Et si la publicité nous parlait de sobriété ?

par | Juin 10, 2024 | Idée | 0 commentaires

Image : Lucien Lung/Riva-Press

C’est bien connu, la publicité permet de vendre, de vendre plus, de créer des désirs pour pousser à consommer. C’est en raison de ce mécanisme efficace et bien connu que la publicité est si souvent critiquée comme étant un des moteurs de la surconsommation. La sobriété quant à elle est une forme de modération ou de distance vis-à-vis de la consommation. Elle se définit même comme l’inverse de l’addiction, donc comme une capacité à se passer de tel ou tel produit. Si on parle de sobriété énergétique par exemple, on l’associe à un effort nécessaire pour consommer moins et même pour sortir de notre addiction aux énergies fossiles.

Alors, il y a un paradoxe évident à vouloir réconcilier publicité et sobriété. 

Pourtant ce n’est pas totalement impossible.

La preuve, dès les années 70, si on reprend l’exemple de l’énergie, des campagnes de publicité ont incité les Français à lutter contre le gaspillage. Depuis d’autres campagnes publiques ont incité à une consommation plus responsable dans ce domaine de l’énergie mais aussi dans d’autres domaines comme l’alimentation. Dans le même temps, les mentions obligatoires se sont multipliées : « l’abus d’alcool est dangereux pour la santé »,  « manger bouger », « un crédit vous engage et doit être remboursé », « l’énergie est notre avenir, économisons la »… Si leur efficacité est sans doute limitée, elles ont déjà le mérite d’exister et d’inviter les consommateurs à une certaine prise de distance.

Mais qu’en est-il des marques commerciales qui nous parlent réellement de limiter notre consommation ? Il en existe quelques exemples. Il y a 8 ans, Heineken signait une campagne très réussie, « moderate drinkers wanted », qui faisait l’apologie d’une consommation modérée et dans laquelle le héros du film refusait une bière de la marque. Depuis, on peut citer la campagne pour Renault Captur qui pendant tout le film montre des situations dans lesquelles on a l’habitude d’utiliser la voiture et où finalement on ne va pas l’utiliser. Le message final « c’est quand même bien de ne pas s’en servir tout le temps » souligne habilement que nos habitudes d’utilisation de la voiture peuvent changer. Troisième exemple, Orange a proposé deux années de suite de mettre à l’honneur son offre de téléphones reconditionnés à l’occasion de Noël. Sur un marché où l’impact est très lié aux téléphones eux-mêmes et à leur fabrication, amplifier la tendance du reconditionné permet de promouvoir une consommation plus responsable.

Ces exemples ne sont pas légion et ne doivent pas être l’arbre qui cache la forêt, quelques goûtes de sobriété dans un océan de consommation débridée.
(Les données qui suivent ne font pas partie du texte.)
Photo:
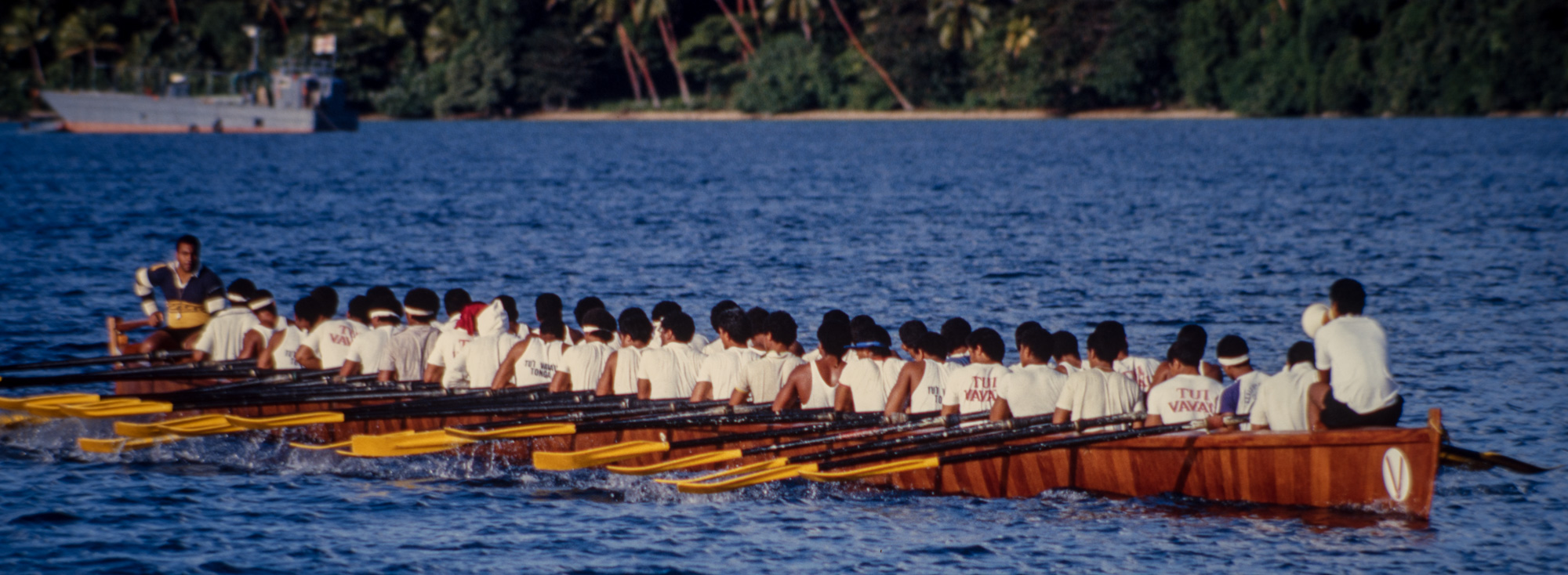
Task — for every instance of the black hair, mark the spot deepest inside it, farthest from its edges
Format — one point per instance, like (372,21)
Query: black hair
(664,309)
(1186,352)
(782,328)
(680,325)
(1348,295)
(932,344)
(989,341)
(1232,347)
(634,324)
(584,306)
(325,300)
(835,339)
(1064,344)
(1301,352)
(912,331)
(548,306)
Mais ils sont intéressants parce qu’ils ont marqué les esprits. En jouant sur un paradoxe ou sur un message inattendu, ils sont sortis du lot et ont su capter notre attention. Ils montrent que les techniques de la publicité peuvent être au service d’autres objectifs que ceux qu’on leur prête habituellement. Ils déplacent la limite entre ce que les citoyens acceptent et ce qu’ils refusent, et entrainent toute la communication à être plus responsable. 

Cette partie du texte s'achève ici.